However esoteric it may sound at this time, I have focused my work in joining the search for a model of education for this challenge, creation of able individuals for a world where globalisation, technology and a dynamic and unpredictable configuration of work, life and society all come together. There are many interesting experiments are being done all over the world, but they sit firmly outside the mainstream and mostly ignored. I wish to explore these, write about these and talk to the proponents of these experiments, because they are, in my mind, are like those early Internet pioneers, whose work will have enormous impact on what happens next.

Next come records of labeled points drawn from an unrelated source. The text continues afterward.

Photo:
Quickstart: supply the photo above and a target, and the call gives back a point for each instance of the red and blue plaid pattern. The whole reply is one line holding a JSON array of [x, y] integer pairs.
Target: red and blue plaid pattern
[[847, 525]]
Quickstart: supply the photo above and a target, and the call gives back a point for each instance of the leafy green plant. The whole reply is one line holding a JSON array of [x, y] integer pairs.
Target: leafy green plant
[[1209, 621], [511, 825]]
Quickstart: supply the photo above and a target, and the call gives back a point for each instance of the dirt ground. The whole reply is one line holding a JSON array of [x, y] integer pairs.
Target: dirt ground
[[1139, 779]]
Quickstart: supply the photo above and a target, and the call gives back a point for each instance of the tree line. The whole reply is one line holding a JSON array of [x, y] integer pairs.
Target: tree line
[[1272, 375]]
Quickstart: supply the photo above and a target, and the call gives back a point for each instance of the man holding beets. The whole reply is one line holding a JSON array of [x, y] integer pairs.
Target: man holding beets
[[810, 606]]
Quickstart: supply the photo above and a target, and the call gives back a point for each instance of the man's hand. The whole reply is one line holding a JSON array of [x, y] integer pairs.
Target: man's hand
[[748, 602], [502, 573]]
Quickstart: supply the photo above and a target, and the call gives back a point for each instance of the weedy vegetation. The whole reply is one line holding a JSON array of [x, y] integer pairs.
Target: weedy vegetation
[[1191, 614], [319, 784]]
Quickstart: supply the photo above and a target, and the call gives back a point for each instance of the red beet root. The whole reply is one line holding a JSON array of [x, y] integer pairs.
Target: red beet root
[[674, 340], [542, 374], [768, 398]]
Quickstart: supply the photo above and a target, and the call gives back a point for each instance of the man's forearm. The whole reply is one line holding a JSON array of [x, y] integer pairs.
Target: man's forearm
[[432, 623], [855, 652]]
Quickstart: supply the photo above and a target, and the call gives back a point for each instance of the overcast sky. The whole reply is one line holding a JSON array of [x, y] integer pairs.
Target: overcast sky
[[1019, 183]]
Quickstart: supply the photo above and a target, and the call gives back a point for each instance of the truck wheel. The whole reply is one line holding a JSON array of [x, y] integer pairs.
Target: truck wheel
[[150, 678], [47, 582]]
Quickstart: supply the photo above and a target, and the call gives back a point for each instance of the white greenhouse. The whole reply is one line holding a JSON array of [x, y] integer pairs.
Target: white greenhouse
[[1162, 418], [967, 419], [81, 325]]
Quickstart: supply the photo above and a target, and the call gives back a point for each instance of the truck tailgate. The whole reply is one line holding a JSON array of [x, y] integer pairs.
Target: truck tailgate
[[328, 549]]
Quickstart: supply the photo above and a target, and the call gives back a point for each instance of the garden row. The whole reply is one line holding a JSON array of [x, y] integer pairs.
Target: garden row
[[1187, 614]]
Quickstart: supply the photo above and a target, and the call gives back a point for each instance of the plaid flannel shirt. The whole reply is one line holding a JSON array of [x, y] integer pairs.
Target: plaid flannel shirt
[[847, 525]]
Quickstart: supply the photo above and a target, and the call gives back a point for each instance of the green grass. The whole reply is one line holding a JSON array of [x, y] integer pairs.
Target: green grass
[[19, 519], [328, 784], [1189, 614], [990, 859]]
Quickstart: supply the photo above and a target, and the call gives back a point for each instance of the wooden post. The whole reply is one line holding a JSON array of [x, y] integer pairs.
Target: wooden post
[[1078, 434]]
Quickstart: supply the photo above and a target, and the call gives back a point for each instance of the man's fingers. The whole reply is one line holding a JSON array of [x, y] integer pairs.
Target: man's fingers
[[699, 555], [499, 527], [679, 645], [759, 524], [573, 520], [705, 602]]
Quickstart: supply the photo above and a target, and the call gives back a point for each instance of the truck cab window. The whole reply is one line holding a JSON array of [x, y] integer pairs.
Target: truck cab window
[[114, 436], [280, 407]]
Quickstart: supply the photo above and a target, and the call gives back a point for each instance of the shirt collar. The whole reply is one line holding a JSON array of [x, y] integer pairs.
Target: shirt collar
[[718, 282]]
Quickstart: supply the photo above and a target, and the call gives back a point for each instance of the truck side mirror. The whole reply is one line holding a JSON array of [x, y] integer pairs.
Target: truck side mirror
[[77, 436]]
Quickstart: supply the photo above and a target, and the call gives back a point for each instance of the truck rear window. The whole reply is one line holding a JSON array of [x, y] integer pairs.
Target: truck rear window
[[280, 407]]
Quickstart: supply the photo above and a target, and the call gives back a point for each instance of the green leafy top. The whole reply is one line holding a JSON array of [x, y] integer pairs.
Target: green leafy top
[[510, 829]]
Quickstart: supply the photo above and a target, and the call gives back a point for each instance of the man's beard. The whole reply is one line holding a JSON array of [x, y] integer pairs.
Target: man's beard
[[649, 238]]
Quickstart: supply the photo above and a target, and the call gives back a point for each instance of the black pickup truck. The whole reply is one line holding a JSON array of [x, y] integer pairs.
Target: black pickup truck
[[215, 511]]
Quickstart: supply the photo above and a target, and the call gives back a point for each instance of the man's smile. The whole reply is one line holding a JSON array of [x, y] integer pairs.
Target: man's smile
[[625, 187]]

The problem in this search is less than obvious. Most educational institutions and people who work in them are so consumed by the 'system' that it is hardly possible to have a meaningful conversation with them on how education may indeed change: They don't want to know. On the other hand, the technologists' zeal of changing the world is mostly blown up rhetoric, and so is the Education Businessmen's: They have no time for education, and would rather squeeze the dollars out of the industrial model till it falls apart. The meaningful conversations about the new education is happening inside the education sector, by the educators, but not its most visible, successful, established ones: These are happening in the margin - indeed that's where creativity always happens - and they are being carried out by educators who are upsetting the other educators. The ideas how education can change are hardly evident in the glossy research reports handed out in private equity circles, but rather in new experiments done with old ideas, coming out of the playbook of Ivan Illich, A S Neill and others: It is about setting the students free, creating a safe environment around them to explore and to learn, and for facilitating a nurturing creative space where the possibilities of life could be examined. These radical departures from the industrial model of education have come alive now that the rationale for the big school looks bunk.
In my work, I have set in motion a pivot for my original business plans: Instead of setting up a 'college' as I initially tried to do, I am trying to transform the business into a platform for nurturing disruptive ideas for education. This will no longer be about developing and delivering courses, but more of facilitating entrepreneurial ideas and projects among the students, and making them aware of this impending 'climate change' in careers. In my day job, I am giving up teaching and taking up a business role which will focus me back on India: Not that this is what I want to do long term, but this is possibly my most apparently marketable skill. However, there are some benefits of taking on such an assignment: Engaging into the world's most challenging education market and seeing the action first hand would enormously help my quest to chronicle the search for alternative models. This will also help me to find my way back to India, which I am committed to doing, and to participate in the country's education, which remains my ambition.